Réforme des lycées : pour un "contre-bilan" des personnels !

Contribution aux débats de la fédération Sud éducation
mercredi 6 janvier 2016
mis à jour dimanche 10 janvier 2016

Le Ministère vient enfin d’ouvrir en novembre 2015 les réunions sur le bilan de la réforme du lycée.

Plus d’un an après l’annonce d’une réforme du collège, inspirée de celle du lycée, les documents fournis aux organisations syndicales en valident les principes. Le ministère a même précisé que les éventuels aménagements "seraient marginaux". Dès 2009 ,Sud éducation a combattu cette réforme du lycée et combat aujourd’hui la réforme du collège, regrettant que le bilan -mauvais- n’ait pas été fait avant la généralisation de ces principes au collège. Quelques éléments pour un contre-bilan :

"Autonomie" des établissements ou compétition généralisée ?

Les conditions de travail se dégradent pour les enseignant-es comme pour les élèves, avec des emplois du temps de plus en plus éclatés, et pour les collègues du travail d’équipe, non rémunéré statutairement, par exemple pour les enseignements d’exploration. La concurrence entre disciplines que nous prédisions est confirmée. La répartition des 10 heures globalisées en seconde et des 6 à 10 heures globalisées selon les séries du cycle terminal est l’objet, au mieux de tensions, au pire de conflits ouverts, pour obtenir une partie de ces heures à "groupes réduits". En langue vivante l’enveloppe de 4 heures 30 est ainsi à partager localement. Les tentatives de faire financer certaines options sur le volant d’heures globalisées sont légions. La mise en concurrence par des choix locaux des établissements, des collègues et des disciplines est une réalité partout, variable selon la résistance collective.

Accompagnement "personnalisé" (AP) : l’arnaque annoncée.

Le dispositif pose le problème de l’égalité entre élèves dans la mesure où chaque élève doit normalement bénéficier de 2 heures d’AP par semaine. Cela signifie qu’il faut faire l’AP en classe entière et renoncer à la "personnalisation", ou le plus souvent que les élèves ne bénéficient pas tous et toutes de l’AP selon les horaires prévus règlementairement.

En première et en terminale, la possibilité d’ancrer l’AP sur les disciplines phares de la série limite un peu les dégâts ; on a, dans le meilleur des cas, affaire à un soutien ou à de la méthodologie disciplinaire.
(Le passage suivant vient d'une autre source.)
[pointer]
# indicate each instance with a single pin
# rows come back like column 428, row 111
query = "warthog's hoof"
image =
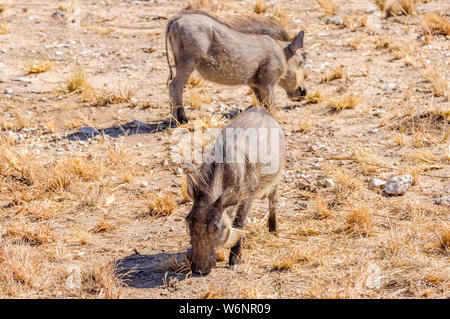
column 234, row 267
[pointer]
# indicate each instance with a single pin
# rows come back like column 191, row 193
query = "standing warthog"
column 243, row 50
column 250, row 164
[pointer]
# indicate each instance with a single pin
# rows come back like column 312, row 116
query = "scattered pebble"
column 442, row 200
column 376, row 183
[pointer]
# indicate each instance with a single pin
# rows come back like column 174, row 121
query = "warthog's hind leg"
column 265, row 96
column 273, row 203
column 239, row 222
column 176, row 86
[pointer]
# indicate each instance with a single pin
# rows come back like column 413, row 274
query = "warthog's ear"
column 190, row 186
column 234, row 235
column 296, row 44
column 229, row 197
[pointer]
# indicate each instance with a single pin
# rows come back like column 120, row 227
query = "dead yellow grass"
column 287, row 261
column 328, row 6
column 260, row 7
column 103, row 226
column 4, row 28
column 38, row 65
column 212, row 293
column 333, row 74
column 396, row 7
column 435, row 24
column 158, row 205
column 438, row 83
column 196, row 98
column 317, row 97
column 359, row 220
column 102, row 280
column 34, row 236
column 347, row 101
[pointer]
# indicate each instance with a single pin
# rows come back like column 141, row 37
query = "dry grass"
column 103, row 226
column 333, row 74
column 212, row 293
column 38, row 65
column 347, row 101
column 396, row 7
column 328, row 6
column 318, row 97
column 4, row 28
column 197, row 98
column 287, row 261
column 102, row 281
column 438, row 83
column 34, row 236
column 435, row 24
column 77, row 82
column 359, row 220
column 158, row 205
column 260, row 7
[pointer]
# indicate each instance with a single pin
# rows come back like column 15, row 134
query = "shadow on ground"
column 146, row 271
column 130, row 128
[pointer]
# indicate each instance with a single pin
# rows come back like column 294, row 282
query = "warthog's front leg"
column 183, row 72
column 239, row 222
column 265, row 96
column 273, row 205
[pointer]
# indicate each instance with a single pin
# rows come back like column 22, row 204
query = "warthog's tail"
column 167, row 52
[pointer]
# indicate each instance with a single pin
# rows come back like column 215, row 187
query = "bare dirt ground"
column 104, row 216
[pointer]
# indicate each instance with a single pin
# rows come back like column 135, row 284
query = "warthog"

Dans toutes les situations, ce dispositif consacre une inégalité totale entre lycées et entre élèves ; ceci sans réponse à leurs difficultés, qui ne sont plus du tout prises en compte depuis la disparition de "l’Aide individualisée", qui était déjà très insuffisante, et des dédoublements nationaux.

Filiarisation et diminution de l’offre de formation : enseignements d’exploration (EE) et pseudo "rééquilibrage des filières".

Trois ans après la mise en place de la réforme, aucun rééquilibrage n’est constaté et on assiste au maintien, voire à une poussée, des demandes d’orientation en série scientifique. Les enseignements d’exploration n’ont pas permis, comme cela était annoncé, la mise en place d’une véritable seconde indifférenciée. On observe la reconstitution de classes à profil ou à niveau, les lycées ayant souvent organisé leurs classes de seconde selon les choix d’EE. On aboutit par ailleurs à ce que nous dénoncions en 2009 : une mise en concurrence des établissements. En effet le nombre d’EE proposés, d’un établissement à l’autre, est très variable. Les EE, qui ont été mis en place au détriment d’autres enseignements, notamment ceux d’économie (SES et PFEG) dont l’horaire en seconde a été réduit de moitié, accroissent les inégalités entre lycées et au sein d’un même lycée.

Dans la voie technologique, la refonte totale des séries STI et STL a été l’occasion d’un véritable jeu de massacre : on est passé d’une vingtaine de spécialités à seulement deux bacs, tout en imposant la polyvalence ou une reconversion forcée aux collègues dont les disciplines disparaissaient, sans aucune amélioration des conditions d’enseignement et d’apprentissage, et avec des effectifs par classe en augmentation.

Au-delà des projets des collègues qui utilisent parfois les heures d’EE et l’AP au mieux, il faut se rappeler que cette réforme a supprimé des postes et des heures, et nous installe dans une logique de concurrence et de filière. Tant qu’il y aura des filières dont l’objet est de trier et de sélectionner les élèves, la logique de hiérarchie des filières existera. Vouloir "rééquilibrer" les filières en accentuant leur différenciation est un jeu de dupe.

C’est l’inverse du projet de lycée polyvalent et émancipateur que nous défendons.